The program (if not the term ‘Islamism’ itself) dates from the late 19th century, and developed in parallel with the intellectual currents of the Nahda (the ‘resurgence’) which failed to indigenise modernity in the Islamic cultural tradition and which the Islamist reformers for their part construed as an inauthentic, élite program of overly-westernised Muslims appearing to require the ingestion of elements that over-stretched the definition of Islamic faith and culture as they understood it.

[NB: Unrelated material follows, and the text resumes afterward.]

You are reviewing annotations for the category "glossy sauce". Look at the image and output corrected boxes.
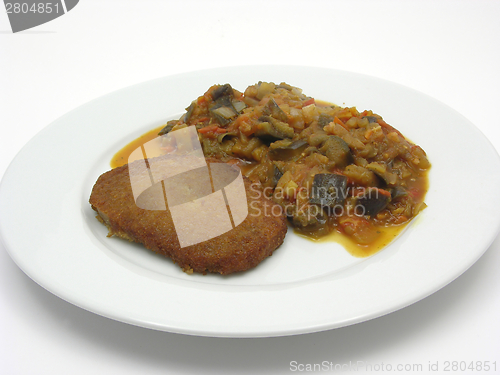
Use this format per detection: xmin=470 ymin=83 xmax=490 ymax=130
xmin=294 ymin=222 xmax=409 ymax=258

The current political status of the Arab Middle East ­– military defeat, economic stagnation, intellectual sterility and consequent porosity to currents of culture which they have played little or no part in shaping – provides the ideal arena for Islamists to vindicate their diagnosis of the failure and their formula for recovery: the ‘re-Islamization’ of Muslim society at all of its levels. Their diagnosis, to be sure, is eclectic but this eclecticism is adroitly dressed in the language of piety and the divine promise of revival of a Golden Age. Being expressed in a series of abstractions divorced from time and place, such a promise is also never invalidated through any demonstration of inconsistencies. The success of this approach over the last four decades can be clearly seen as Islamist ideology – in its varying degrees from quietist to activist – has made its voice increasingly audible among the currents of contemporary Islamic thought and continues to maintain the initiative, to the point of displaying greater public vitality than any other trend in the Muslim world.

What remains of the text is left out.